The method is as follows, applied to all faces in a tesselation.
For all sides of the face:
- From the midpoint of the side, fire 2 rays at a given $\theta$ angle from the normal of the side
- Find the closest intersection of the two given rays
- Construct a new polygon from the intersection of the rays and the starting site

The method described in the paper does some optimizations to try and find the closest intersection between two rays. In Mortier, the tesselations are built face by face so we just have to find the intersection between two pairs of rays belonging to adjacent sides. The method produce a tiling with “interior” tiles, which are produced with the intersection of the rays and “exterior” tiles which are the negative of those tiles.

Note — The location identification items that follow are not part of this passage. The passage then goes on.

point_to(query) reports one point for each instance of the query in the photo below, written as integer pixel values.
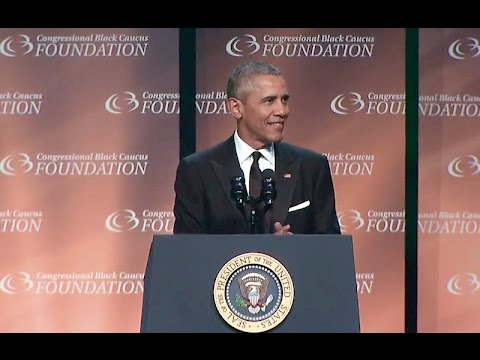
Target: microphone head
(268, 173)
(269, 191)
(238, 190)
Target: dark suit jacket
(203, 203)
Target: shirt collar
(244, 150)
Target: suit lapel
(225, 166)
(287, 169)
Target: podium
(314, 274)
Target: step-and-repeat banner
(449, 175)
(347, 101)
(89, 149)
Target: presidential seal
(253, 292)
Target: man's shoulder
(303, 152)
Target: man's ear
(235, 107)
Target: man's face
(261, 115)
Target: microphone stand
(253, 212)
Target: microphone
(239, 190)
(269, 191)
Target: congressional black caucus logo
(464, 48)
(253, 292)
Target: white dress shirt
(244, 155)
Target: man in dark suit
(258, 99)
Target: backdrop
(449, 174)
(89, 124)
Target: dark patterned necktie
(255, 176)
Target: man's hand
(279, 229)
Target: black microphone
(269, 191)
(239, 190)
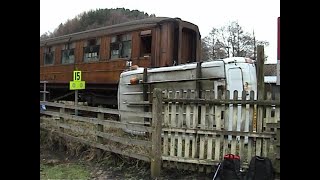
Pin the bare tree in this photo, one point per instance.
(231, 40)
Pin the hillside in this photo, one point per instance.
(95, 19)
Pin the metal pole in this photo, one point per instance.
(76, 102)
(45, 90)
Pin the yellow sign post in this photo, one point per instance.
(77, 83)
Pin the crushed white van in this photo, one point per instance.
(235, 73)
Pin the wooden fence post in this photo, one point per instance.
(100, 129)
(61, 129)
(156, 133)
(260, 78)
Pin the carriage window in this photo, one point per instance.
(121, 46)
(146, 38)
(91, 50)
(68, 53)
(48, 55)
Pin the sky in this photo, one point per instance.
(258, 15)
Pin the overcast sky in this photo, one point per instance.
(258, 15)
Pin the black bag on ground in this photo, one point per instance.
(260, 168)
(230, 168)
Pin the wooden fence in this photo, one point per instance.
(202, 130)
(186, 131)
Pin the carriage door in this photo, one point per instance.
(234, 82)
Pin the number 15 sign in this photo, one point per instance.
(77, 83)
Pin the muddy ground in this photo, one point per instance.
(113, 166)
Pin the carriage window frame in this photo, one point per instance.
(121, 46)
(91, 50)
(49, 56)
(145, 43)
(67, 54)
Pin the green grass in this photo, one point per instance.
(64, 171)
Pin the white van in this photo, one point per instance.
(235, 73)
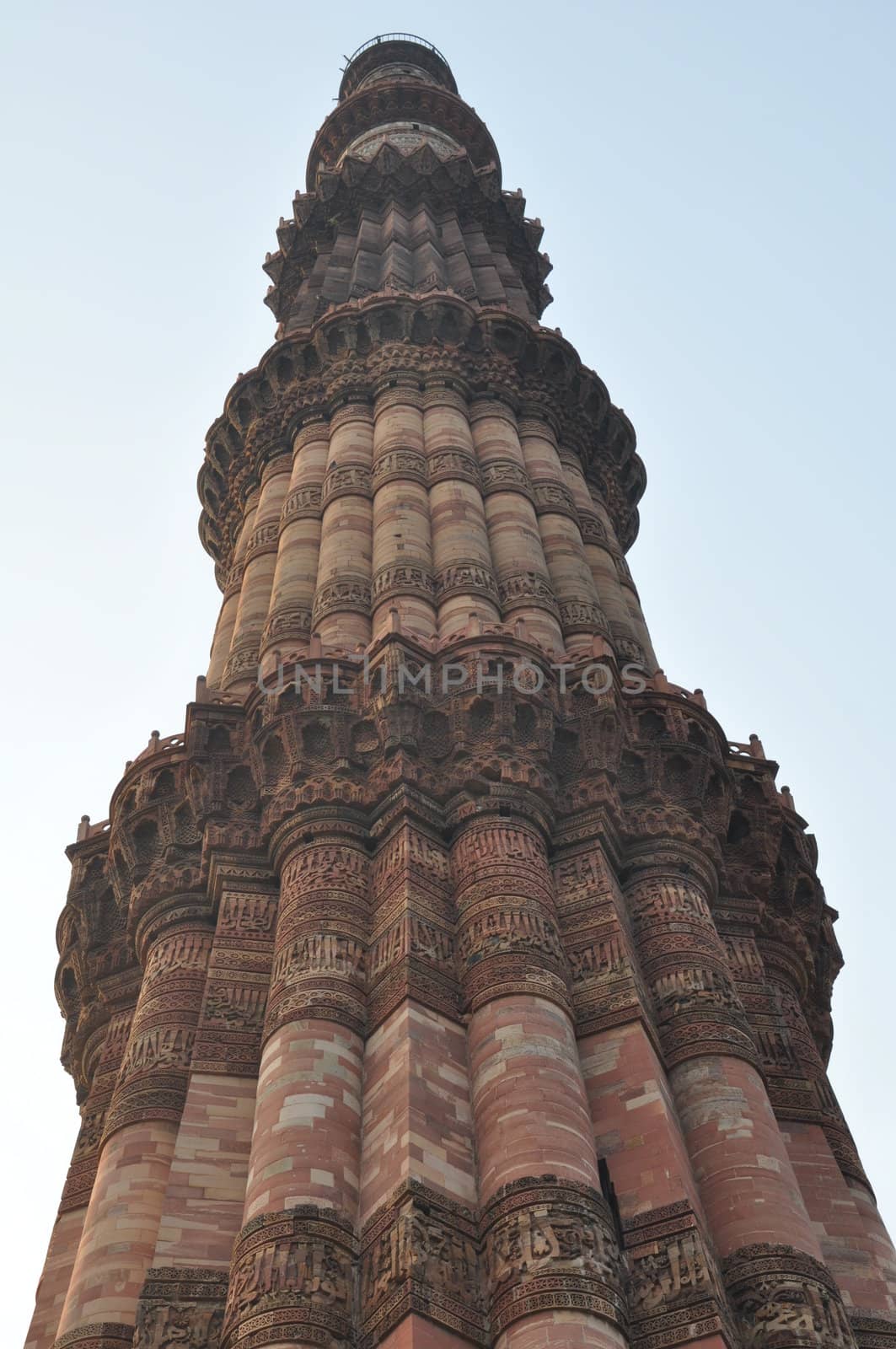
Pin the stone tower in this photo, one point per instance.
(451, 978)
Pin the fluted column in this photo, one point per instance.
(614, 560)
(289, 618)
(598, 544)
(517, 556)
(126, 1204)
(76, 1194)
(301, 1197)
(207, 1186)
(343, 595)
(402, 548)
(258, 575)
(229, 605)
(748, 1190)
(463, 577)
(419, 1174)
(838, 1200)
(545, 1224)
(581, 613)
(673, 1281)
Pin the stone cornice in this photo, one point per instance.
(442, 336)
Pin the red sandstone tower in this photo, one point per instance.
(460, 986)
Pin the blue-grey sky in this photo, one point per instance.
(716, 188)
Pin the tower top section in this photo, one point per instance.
(395, 57)
(399, 89)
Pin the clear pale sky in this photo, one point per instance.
(716, 188)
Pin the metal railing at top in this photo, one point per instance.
(395, 37)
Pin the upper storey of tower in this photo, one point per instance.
(404, 195)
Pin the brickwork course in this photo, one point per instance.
(458, 1011)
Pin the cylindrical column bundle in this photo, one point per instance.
(402, 548)
(341, 599)
(463, 577)
(517, 556)
(617, 578)
(595, 533)
(289, 617)
(141, 1128)
(855, 1241)
(229, 605)
(749, 1193)
(207, 1186)
(76, 1194)
(258, 575)
(581, 613)
(550, 1243)
(292, 1271)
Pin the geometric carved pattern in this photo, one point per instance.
(673, 1288)
(784, 1299)
(293, 1276)
(420, 1255)
(181, 1308)
(550, 1243)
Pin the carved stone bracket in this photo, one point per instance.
(784, 1299)
(872, 1332)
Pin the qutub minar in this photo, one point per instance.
(444, 1013)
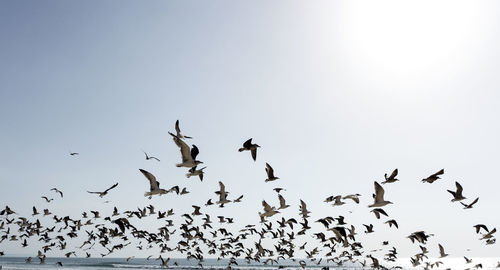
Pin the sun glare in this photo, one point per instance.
(409, 40)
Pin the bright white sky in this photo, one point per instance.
(336, 93)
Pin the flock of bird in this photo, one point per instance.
(274, 240)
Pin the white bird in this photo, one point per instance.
(392, 178)
(248, 146)
(441, 252)
(154, 185)
(378, 197)
(188, 155)
(195, 172)
(222, 195)
(283, 204)
(270, 173)
(457, 195)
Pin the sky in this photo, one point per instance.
(336, 94)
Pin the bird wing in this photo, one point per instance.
(152, 179)
(112, 187)
(269, 170)
(184, 148)
(248, 143)
(459, 188)
(474, 202)
(267, 207)
(177, 129)
(394, 174)
(379, 192)
(254, 153)
(194, 152)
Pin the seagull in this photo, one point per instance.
(250, 147)
(479, 227)
(303, 210)
(283, 204)
(268, 210)
(354, 197)
(378, 197)
(378, 211)
(150, 157)
(489, 234)
(392, 222)
(222, 195)
(441, 252)
(47, 199)
(194, 172)
(188, 155)
(457, 195)
(103, 193)
(270, 173)
(58, 191)
(178, 131)
(433, 177)
(154, 186)
(469, 206)
(392, 178)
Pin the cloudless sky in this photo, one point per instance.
(336, 93)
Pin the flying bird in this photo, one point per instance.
(378, 197)
(433, 177)
(457, 195)
(154, 185)
(469, 206)
(47, 199)
(442, 254)
(248, 146)
(195, 172)
(392, 178)
(188, 154)
(270, 173)
(103, 193)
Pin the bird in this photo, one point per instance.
(268, 210)
(222, 195)
(150, 157)
(195, 172)
(270, 173)
(378, 211)
(248, 146)
(178, 132)
(283, 204)
(378, 197)
(103, 193)
(58, 191)
(354, 197)
(154, 185)
(469, 206)
(188, 154)
(47, 199)
(479, 227)
(392, 222)
(441, 251)
(433, 177)
(392, 178)
(457, 195)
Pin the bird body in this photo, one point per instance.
(248, 146)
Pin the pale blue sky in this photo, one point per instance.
(336, 93)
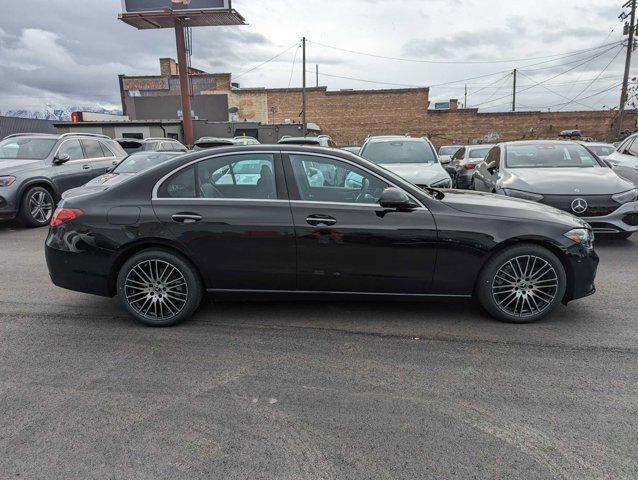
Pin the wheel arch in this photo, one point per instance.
(547, 243)
(147, 244)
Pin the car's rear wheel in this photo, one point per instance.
(521, 284)
(36, 207)
(159, 288)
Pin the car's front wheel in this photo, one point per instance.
(36, 207)
(521, 284)
(159, 288)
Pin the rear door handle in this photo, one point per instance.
(186, 217)
(316, 220)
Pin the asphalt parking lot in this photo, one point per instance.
(307, 390)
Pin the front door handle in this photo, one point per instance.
(316, 220)
(186, 217)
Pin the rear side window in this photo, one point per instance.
(179, 185)
(250, 176)
(92, 149)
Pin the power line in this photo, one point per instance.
(267, 61)
(414, 60)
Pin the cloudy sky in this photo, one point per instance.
(568, 53)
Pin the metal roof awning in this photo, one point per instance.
(192, 18)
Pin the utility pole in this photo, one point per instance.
(630, 47)
(303, 90)
(187, 117)
(514, 93)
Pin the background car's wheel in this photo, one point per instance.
(159, 288)
(36, 207)
(521, 284)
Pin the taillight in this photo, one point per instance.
(64, 215)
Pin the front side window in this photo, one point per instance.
(250, 176)
(92, 149)
(26, 148)
(399, 151)
(72, 148)
(329, 180)
(550, 156)
(478, 153)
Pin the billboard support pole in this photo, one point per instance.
(187, 117)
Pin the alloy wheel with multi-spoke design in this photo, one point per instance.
(41, 206)
(156, 289)
(525, 286)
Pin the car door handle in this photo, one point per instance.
(186, 217)
(316, 220)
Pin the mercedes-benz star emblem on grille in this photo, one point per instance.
(579, 205)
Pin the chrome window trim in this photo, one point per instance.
(154, 196)
(183, 167)
(389, 182)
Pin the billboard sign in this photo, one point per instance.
(139, 6)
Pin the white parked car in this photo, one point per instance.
(414, 159)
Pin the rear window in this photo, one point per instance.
(399, 151)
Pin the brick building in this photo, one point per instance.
(350, 115)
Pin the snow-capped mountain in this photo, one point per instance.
(57, 112)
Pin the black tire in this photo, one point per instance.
(532, 291)
(162, 299)
(36, 207)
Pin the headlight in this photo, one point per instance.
(446, 183)
(7, 181)
(626, 197)
(581, 236)
(534, 197)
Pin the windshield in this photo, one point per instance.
(602, 150)
(399, 151)
(141, 161)
(479, 152)
(26, 148)
(549, 156)
(448, 150)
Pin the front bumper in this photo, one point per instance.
(623, 219)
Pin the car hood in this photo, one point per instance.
(478, 203)
(8, 166)
(565, 181)
(418, 173)
(98, 184)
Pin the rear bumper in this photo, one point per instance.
(79, 271)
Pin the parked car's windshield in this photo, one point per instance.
(448, 150)
(602, 150)
(399, 151)
(140, 161)
(26, 148)
(479, 152)
(549, 156)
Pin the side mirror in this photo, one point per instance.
(397, 199)
(60, 159)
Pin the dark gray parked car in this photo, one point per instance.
(35, 169)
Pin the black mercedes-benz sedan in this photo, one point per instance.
(295, 220)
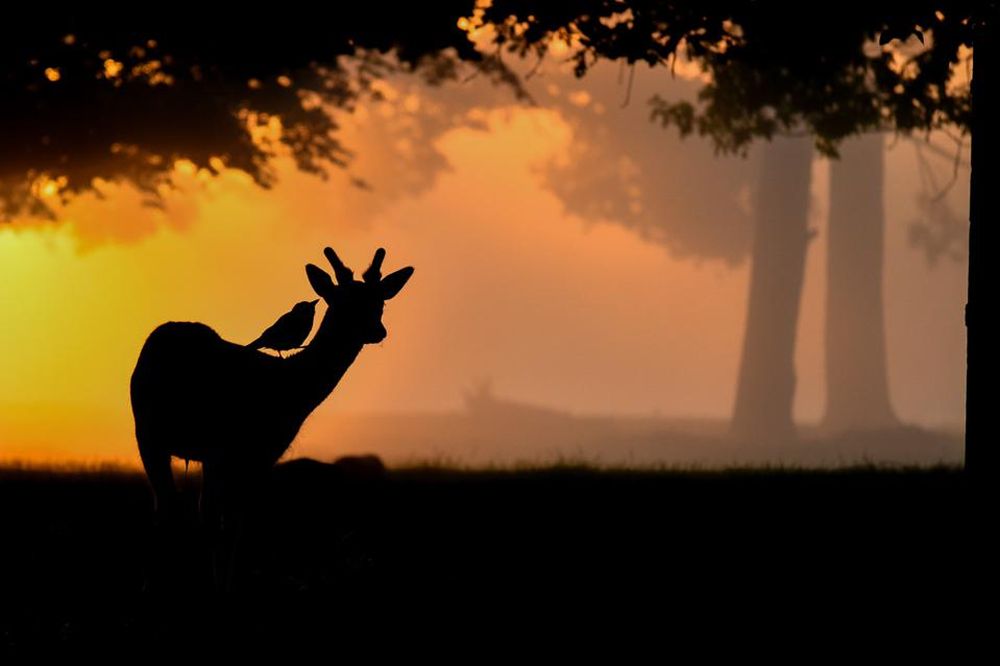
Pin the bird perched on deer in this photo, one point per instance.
(291, 329)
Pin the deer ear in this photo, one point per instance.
(320, 280)
(393, 282)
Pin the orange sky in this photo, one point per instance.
(508, 287)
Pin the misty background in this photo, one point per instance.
(581, 286)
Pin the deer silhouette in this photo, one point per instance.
(237, 410)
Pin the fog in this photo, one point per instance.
(585, 264)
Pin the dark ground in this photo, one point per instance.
(500, 558)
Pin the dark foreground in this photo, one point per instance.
(428, 559)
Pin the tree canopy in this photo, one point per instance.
(120, 97)
(90, 96)
(827, 70)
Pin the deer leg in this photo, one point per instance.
(162, 537)
(156, 462)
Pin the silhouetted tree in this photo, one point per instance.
(99, 95)
(777, 69)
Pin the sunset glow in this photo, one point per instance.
(508, 287)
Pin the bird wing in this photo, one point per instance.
(273, 334)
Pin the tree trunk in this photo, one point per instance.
(766, 387)
(982, 328)
(857, 385)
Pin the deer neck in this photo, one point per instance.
(318, 368)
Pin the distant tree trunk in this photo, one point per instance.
(857, 384)
(982, 451)
(766, 387)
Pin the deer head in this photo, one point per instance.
(357, 305)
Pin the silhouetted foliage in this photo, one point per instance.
(118, 97)
(774, 68)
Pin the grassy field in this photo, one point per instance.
(499, 553)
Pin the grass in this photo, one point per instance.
(437, 549)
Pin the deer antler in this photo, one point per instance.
(344, 274)
(374, 272)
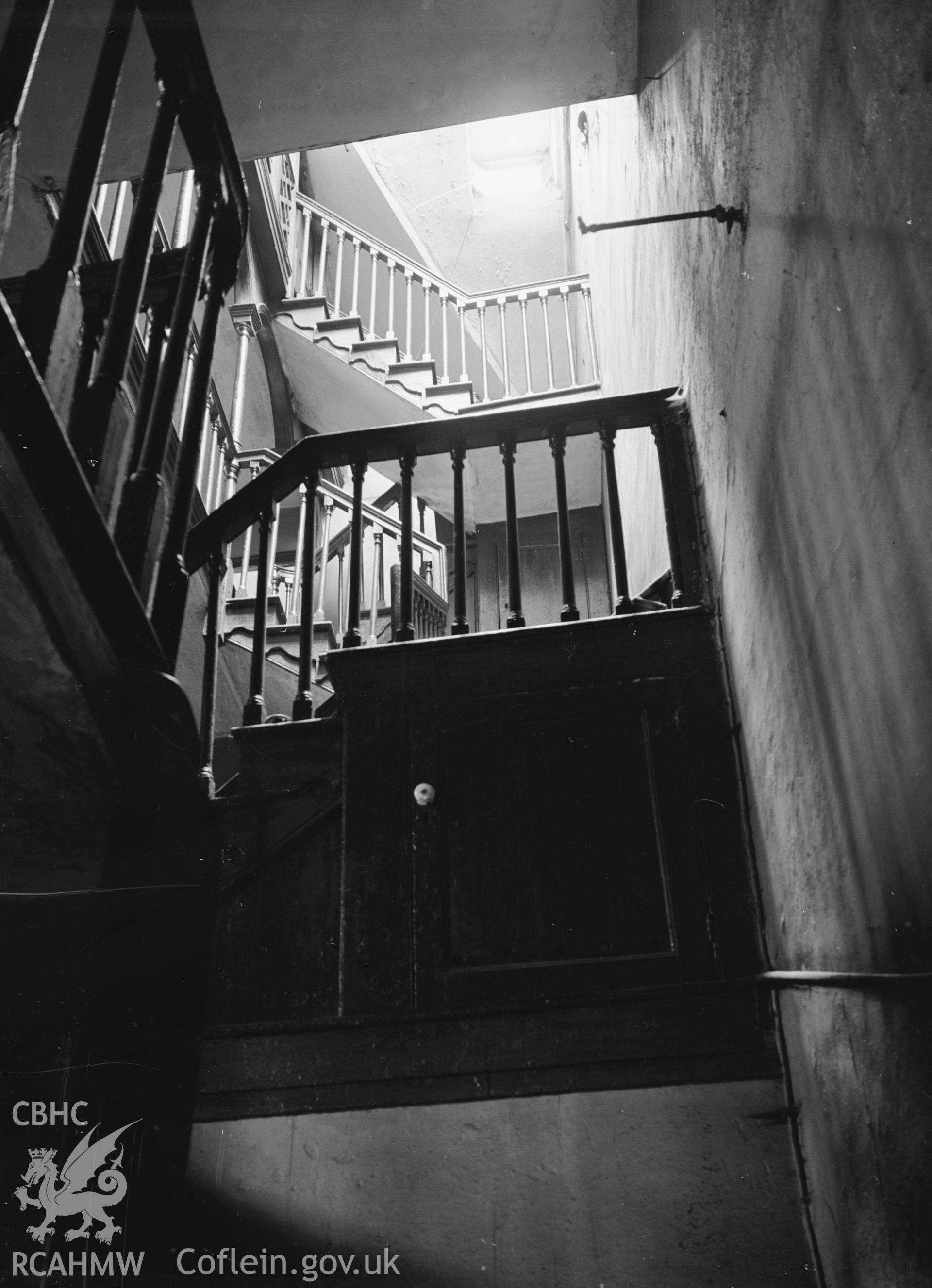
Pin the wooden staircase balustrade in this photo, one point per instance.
(414, 616)
(547, 371)
(186, 99)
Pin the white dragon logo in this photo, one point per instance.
(74, 1197)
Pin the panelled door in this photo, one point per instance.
(556, 858)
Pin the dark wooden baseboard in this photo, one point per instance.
(721, 1036)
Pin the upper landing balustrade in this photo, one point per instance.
(503, 346)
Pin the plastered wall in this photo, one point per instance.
(805, 351)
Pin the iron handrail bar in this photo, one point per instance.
(419, 438)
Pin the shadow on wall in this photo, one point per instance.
(216, 1222)
(663, 40)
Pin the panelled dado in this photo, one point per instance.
(256, 505)
(575, 887)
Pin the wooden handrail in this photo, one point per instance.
(422, 438)
(574, 281)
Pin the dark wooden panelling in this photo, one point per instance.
(276, 941)
(638, 1042)
(398, 702)
(596, 785)
(560, 839)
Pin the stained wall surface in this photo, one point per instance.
(805, 351)
(658, 1188)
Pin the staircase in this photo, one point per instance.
(510, 346)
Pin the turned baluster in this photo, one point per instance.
(390, 334)
(374, 598)
(623, 605)
(28, 22)
(160, 316)
(341, 594)
(272, 581)
(409, 280)
(591, 333)
(180, 231)
(502, 302)
(44, 288)
(217, 567)
(116, 217)
(141, 493)
(406, 609)
(445, 377)
(461, 310)
(547, 338)
(216, 467)
(305, 251)
(374, 257)
(565, 302)
(353, 638)
(481, 310)
(355, 306)
(427, 321)
(95, 404)
(254, 710)
(515, 615)
(677, 575)
(248, 538)
(325, 549)
(302, 708)
(338, 285)
(522, 306)
(323, 263)
(297, 594)
(461, 623)
(569, 612)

There is quite a lot of parameters that we can mess with in order to obtain different results. The first, and maybe the most obvious one is to parametrize the $\theta$ angle from which rays are shot. We can assign a value of $\theta$ based on the coordinates of the origin points to smoothly transition between different tesselations. In the figure below, I use a Simplex Noise to modify the value of $\theta$.

We can also add some assymetry to the rays, by using two different values of $\theta$. Instead of using the mid point for the launch sites, we can use two different position, placed at different intervals on the sides.

This gives pretty interesting results.

We can also add decorations to the tiling obtained, akin to some “laces” that go over or under each other.

Of course those can all be combined to create even weirder and interesting results. Here I color the interior tiles using the “autumn” colormap.

This technique can be applied to all sorts of tilings. Applied on aperiodic tiling, such as the P2 Penrose Tiling, it produces a new tiling with 9 tiles. The number of tiling produced by the PiC technique is equal to the number of tiles in the initial tesselation and the number of vertex figures.

The produced tiling is probably aperiodic, although I have not checked it seriously. This technique might be able to generate an infinite family of aperiodic tiling starting from an aperiodic tiling.